Non per nulla la delegazione del golpista Guaidò tornava a casa con le pive nel sacco dall'incontro la sera dell'11 febbraio in Vaticano. Il direttore ad interim della Sala Stampa della Santa Sede, Alessandro Gisotti, dava notizia dell'incontro ma si limitava a sottolineare “la profonda preoccupazione perché si trovi con urgenza una soluzione giusta e pacifica per poter superare la crisi, nel rispetto dei diritti umani e cercando il bene di tutti gli abitanti del Paese, evitando uno spargimento di sangue”. Nessun riconoscimento dei golpisti dal Vaticano, almeno ufficialmente.
Il Venezuela è finito nel mirino dell'imperialismo americano per la politica antimperialista condotta dal governo di Caracas e perché ha grandi riserve di minerali preziosi e le maggiori riserve petrolifere del mondo, stimate in oltre 300 miliardi di barili, sei volte superiori a quelle americane sulle quali stanno mettendo le mani le concorrenti imperialiste Russia e Cina.

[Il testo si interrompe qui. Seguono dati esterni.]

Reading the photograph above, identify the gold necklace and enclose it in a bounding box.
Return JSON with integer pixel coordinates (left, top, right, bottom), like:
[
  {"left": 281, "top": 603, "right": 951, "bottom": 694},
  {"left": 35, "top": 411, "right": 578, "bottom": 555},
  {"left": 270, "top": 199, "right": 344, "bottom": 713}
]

La nuova Via della seta cinese, attraverso i progetti finanziati dalla banca di investimenti Aiib e dal fondo per lo sviluppo Silk Road Fund cinesi, è arrivata in Sudamerica nel 2017 con l'adesione di Panama seguita da altri 14 paesi, per ultimo l’Ecuador nel dicembre 2018. La controffensiva dell'imperialismo americano per parare i colpi del principale rivale economico, il socialimperialismo cinese, ha portato l'amministrazione del fascista Trump a affondare il colpo contro il Venezuela.
Secondo una ricostruzione del New York Times , il golpe sarebbe stato messo a punto alla Casa Bianca dal senatore repubblicano della Florida Marco Rubio, d'intesa col vicepresidente Mike Pence e il consigliere per la sicurezza nazionale John Bolton, accettato da Trump il 22 gennaio e messo in atto il giorno seguente con l'autoproclamazione di Juan Guaidó. Se sia andata effettivamente così o meno non lo sappiamo, i risultati sono sotto gli occhi di tutti col Venezuela di Maduro messo nel mirino di un'aggressiva campagna interventista dei paesi imperialisti.